Standard abbreviations
- ISO 4: Chin-Tan Hakpo

Indexing
- ISSN: 1013-4719

Links
- Journal homepage;

= Chin-Tan Hakpo =

South Korean academic journal

The Chin-Tan Hakpo is a biannual academic journal that covers Korean history. It was established in 1934 as the journal of the Chin-Tan Society, a society of Korean historians. It was the first Korean-language academic journal on Korean history. It provided a space for Korean scholars during the colonial period to publish their work in a Korean-language journal.
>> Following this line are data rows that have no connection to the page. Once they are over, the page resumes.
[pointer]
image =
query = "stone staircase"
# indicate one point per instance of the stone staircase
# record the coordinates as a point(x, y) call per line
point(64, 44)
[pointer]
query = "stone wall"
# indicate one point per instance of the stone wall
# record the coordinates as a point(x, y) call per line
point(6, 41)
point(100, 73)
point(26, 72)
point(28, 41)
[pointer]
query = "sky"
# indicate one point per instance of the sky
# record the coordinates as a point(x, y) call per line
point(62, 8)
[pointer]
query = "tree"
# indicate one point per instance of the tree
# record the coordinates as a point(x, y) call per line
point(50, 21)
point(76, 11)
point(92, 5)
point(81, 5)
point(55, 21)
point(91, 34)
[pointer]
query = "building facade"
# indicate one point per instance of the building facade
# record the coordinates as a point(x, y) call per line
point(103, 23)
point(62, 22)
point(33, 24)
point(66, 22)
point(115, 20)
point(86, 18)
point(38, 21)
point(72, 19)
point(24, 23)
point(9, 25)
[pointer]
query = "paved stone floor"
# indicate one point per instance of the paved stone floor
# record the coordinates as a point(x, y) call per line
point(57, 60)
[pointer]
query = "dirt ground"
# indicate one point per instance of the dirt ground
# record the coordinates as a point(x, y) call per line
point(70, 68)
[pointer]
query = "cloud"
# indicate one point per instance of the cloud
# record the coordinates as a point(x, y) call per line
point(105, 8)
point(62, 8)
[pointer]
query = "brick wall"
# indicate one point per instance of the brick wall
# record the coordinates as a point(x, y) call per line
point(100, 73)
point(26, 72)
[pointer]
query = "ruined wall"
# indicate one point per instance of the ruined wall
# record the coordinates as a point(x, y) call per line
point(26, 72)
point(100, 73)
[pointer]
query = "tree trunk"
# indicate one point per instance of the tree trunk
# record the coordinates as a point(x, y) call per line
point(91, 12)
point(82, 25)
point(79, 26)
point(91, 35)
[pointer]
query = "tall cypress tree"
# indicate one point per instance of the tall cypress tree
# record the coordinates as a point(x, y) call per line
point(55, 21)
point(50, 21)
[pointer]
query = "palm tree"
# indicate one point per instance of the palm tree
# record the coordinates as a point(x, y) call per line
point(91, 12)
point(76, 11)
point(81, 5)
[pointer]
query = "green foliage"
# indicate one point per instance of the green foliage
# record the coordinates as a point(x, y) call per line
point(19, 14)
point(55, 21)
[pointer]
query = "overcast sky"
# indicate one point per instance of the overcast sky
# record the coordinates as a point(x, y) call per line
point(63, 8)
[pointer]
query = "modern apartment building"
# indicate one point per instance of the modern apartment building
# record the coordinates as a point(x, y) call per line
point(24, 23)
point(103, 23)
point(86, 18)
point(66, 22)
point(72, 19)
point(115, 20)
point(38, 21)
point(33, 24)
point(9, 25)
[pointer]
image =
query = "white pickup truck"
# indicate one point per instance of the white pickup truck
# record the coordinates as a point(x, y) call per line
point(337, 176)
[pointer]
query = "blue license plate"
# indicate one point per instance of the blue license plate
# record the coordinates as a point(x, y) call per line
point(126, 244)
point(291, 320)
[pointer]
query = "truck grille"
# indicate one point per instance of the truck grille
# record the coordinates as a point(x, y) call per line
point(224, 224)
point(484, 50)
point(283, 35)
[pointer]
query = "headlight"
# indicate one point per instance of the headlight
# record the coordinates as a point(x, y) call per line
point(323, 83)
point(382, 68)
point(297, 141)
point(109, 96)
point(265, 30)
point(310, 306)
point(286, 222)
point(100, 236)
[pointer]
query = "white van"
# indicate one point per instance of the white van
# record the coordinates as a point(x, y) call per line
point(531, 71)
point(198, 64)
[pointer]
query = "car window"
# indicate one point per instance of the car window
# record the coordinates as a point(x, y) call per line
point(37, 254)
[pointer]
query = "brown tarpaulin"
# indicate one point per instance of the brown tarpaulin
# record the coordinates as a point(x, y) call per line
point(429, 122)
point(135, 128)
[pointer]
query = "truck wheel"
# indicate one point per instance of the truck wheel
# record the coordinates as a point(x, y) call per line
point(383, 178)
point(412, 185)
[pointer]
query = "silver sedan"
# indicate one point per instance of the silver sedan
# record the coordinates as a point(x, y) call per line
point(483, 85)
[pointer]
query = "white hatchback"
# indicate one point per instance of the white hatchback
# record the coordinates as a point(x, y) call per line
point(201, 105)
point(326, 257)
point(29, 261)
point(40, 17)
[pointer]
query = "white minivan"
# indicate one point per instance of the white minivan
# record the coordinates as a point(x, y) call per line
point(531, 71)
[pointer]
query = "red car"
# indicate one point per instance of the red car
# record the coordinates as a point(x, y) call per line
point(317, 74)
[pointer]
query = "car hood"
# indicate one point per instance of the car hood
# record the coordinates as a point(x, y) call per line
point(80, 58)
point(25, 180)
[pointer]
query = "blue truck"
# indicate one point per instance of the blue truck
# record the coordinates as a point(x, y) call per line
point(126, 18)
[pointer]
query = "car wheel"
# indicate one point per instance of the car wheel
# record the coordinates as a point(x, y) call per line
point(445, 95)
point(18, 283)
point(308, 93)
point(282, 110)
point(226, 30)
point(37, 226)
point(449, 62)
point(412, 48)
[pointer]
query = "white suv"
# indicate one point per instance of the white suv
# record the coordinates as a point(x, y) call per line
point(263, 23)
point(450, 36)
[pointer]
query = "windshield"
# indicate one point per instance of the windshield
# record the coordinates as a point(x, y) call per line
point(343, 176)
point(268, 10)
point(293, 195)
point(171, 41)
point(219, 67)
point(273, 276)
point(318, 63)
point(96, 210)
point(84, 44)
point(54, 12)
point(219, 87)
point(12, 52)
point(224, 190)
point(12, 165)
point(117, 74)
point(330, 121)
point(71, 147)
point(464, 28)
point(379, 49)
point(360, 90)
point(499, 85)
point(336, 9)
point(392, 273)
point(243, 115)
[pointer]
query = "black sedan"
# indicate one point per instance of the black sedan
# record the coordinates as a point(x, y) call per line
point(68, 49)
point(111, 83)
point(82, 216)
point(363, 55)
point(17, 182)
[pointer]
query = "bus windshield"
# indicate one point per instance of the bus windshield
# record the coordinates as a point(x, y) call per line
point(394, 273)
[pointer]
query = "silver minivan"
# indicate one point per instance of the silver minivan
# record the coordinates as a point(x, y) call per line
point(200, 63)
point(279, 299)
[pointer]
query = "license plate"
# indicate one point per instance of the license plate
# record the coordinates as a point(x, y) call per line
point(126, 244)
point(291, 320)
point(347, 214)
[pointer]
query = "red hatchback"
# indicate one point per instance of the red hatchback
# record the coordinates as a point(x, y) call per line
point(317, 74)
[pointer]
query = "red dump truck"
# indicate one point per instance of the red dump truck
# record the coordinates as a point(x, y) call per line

Yi Pyong-do, a founder of the Chin-Tan Society, argued that Korea should be studied by Koreans, rather than just colonial Japanese scholars.
In 1941, publishing was stopped by the Japanese colonial authorities on the basis on war-time paper shortages during World War II. Publishing was restarted after independence but stopped due to the outbreak of the Korean War. Publishing would restart in June 1955, after the end of the Korean War, with the issue of the 17th volume of the Chin-Tan Hakpo.

The journal is indexed in the Korea Citation Index.